Carrasco J L, Gutiérrez M, Gómez J C, Escobar R, Alvarez E, Cañas F, Bobes J, Gascón J, Gibert J

机构信息

Fundación Jiménez Díaz, Madrid, Spain.

出版信息

Int Clin Psychopharmacol. 2002 Nov;17(6):287-95. doi: 10.1097/00004850-200211000-00004.

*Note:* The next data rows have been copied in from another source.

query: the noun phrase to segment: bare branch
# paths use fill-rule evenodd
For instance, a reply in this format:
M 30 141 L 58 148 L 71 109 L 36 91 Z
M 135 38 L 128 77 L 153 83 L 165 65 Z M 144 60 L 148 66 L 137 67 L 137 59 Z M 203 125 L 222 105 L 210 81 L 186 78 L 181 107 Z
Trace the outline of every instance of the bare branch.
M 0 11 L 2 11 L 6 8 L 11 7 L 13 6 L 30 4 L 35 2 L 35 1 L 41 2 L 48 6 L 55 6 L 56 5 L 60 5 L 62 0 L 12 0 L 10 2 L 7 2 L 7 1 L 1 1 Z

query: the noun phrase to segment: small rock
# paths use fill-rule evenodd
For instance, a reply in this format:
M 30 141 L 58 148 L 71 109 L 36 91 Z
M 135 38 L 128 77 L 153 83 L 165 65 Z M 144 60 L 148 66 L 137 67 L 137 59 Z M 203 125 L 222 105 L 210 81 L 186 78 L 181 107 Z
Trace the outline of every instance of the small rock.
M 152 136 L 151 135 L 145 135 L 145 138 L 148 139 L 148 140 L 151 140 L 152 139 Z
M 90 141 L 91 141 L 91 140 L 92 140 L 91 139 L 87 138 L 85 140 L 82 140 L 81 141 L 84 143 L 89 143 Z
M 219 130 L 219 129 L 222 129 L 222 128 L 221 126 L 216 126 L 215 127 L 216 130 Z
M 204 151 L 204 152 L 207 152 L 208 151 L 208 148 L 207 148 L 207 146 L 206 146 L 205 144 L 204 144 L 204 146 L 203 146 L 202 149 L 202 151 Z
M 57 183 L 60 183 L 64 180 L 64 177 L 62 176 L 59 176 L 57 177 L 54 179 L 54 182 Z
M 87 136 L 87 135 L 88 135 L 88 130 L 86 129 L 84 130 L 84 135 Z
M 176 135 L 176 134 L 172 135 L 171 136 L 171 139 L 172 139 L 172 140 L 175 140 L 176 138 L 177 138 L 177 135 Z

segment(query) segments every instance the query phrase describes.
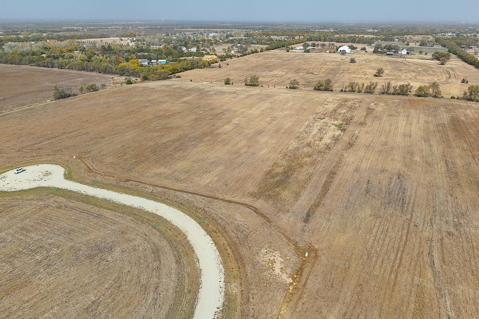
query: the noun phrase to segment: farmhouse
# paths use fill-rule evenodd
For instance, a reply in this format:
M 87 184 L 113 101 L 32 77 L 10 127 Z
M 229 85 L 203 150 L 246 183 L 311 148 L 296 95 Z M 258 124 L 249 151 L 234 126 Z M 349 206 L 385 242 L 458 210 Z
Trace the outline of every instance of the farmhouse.
M 340 48 L 338 49 L 338 52 L 344 52 L 345 53 L 350 53 L 351 52 L 351 49 L 347 45 L 343 45 Z

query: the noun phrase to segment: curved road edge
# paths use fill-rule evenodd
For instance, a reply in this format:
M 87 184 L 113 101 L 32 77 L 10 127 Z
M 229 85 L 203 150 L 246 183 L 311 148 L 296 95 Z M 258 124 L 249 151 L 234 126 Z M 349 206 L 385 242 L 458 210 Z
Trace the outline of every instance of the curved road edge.
M 178 209 L 151 199 L 65 179 L 65 169 L 58 165 L 38 164 L 24 167 L 26 171 L 18 174 L 14 174 L 13 170 L 0 174 L 0 191 L 19 191 L 41 187 L 63 188 L 145 209 L 161 216 L 179 228 L 193 247 L 201 273 L 193 318 L 217 317 L 223 306 L 224 269 L 213 240 L 195 220 Z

DOI:10.1097/00004850-200211000-00004
PMID:12409682
Abstract

Nine hundred and ten schizophrenic inpatients suffering from acute psychotic episodes were included in a naturalistic study. Patients were prescribed treatment with olanzapine (OLZ) or with typical antipsychotic (TYP) drugs. Patients receiving another atypical antipsychotic were excluded. Of the whole sample, 483 (53.4%) were treated with olanzapine and 421 (46.6%) with typical antipsychotics. Three specific subpopulations of greater severity were defined: patients with prominent psychotic symptoms, agitated patients, and patients initially treated with intramuscular (i.m.) medication because of their acute clinical condition. Severity of illness was assessed using the Clinical Global Impression (CGI) scale for severity, the Brief Psychiatric Rating Scale (BPRS) and the Nursing Observational Scale for Inpatient Evaluation. Baseline differences were adjusted per data analysis. The mean change from baseline to endpoint of overall symptomatology (total BPRS score) was significantly greater in the olanzapine group compared to the typical antipsychotic-treated group, both in the sample of patients with prominent positive symptoms (P < 0.001) and in the sample of agitated patients (P =0.015). Significant differences were also found in BPRS positive scores, BPRS negative scores and CGI scores in these two populations. Patients who had received previous i.m. drugs showed no statistically significant differences in symptomatic improvement between both treatments groups, except for a more favourable response of BPRS negative subscores in the olanzapine group (P =0.015). The results suggest that olanzapine may be considered as a first line treatment for severely psychotic inpatients with schizophrenia.

摘要

910名患有急性精神病发作的精神分裂症住院患者被纳入一项自然主义研究。患者被处方使用奥氮平(OLZ)或典型抗精神病药物(TYP)进行治疗。接受其他非典型抗精神病药物治疗的患者被排除。在整个样本中,483名(53.4%)接受奥氮平治疗,421名(46.6%)接受典型抗精神病药物治疗。定义了三个病情更严重的特定亚组:有突出精神病症状的患者、躁动不安的患者以及因急性临床状况最初接受肌肉注射药物治疗的患者。使用临床总体印象(CGI)严重程度量表、简明精神病评定量表(BPRS)和住院患者评估护理观察量表评估疾病严重程度。每次数据分析时对基线差异进行调整。在有突出阳性症状的患者样本(P < 0.001)和躁动不安的患者样本(P = 0.015)中,奥氮平组从基线到总体症状学终点(BPRS总分)的平均变化均显著大于典型抗精神病药物治疗组。在这两个人群的BPRS阳性评分、BPRS阴性评分和CGI评分中也发现了显著差异。除奥氮平组BPRS阴性子评分的反应更有利外(P = 0.015),之前接受过肌肉注射药物治疗的患者在两个治疗组之间的症状改善方面没有统计学上的显著差异。结果表明,奥氮平可被视为重度精神病性精神分裂症住院患者的一线治疗药物。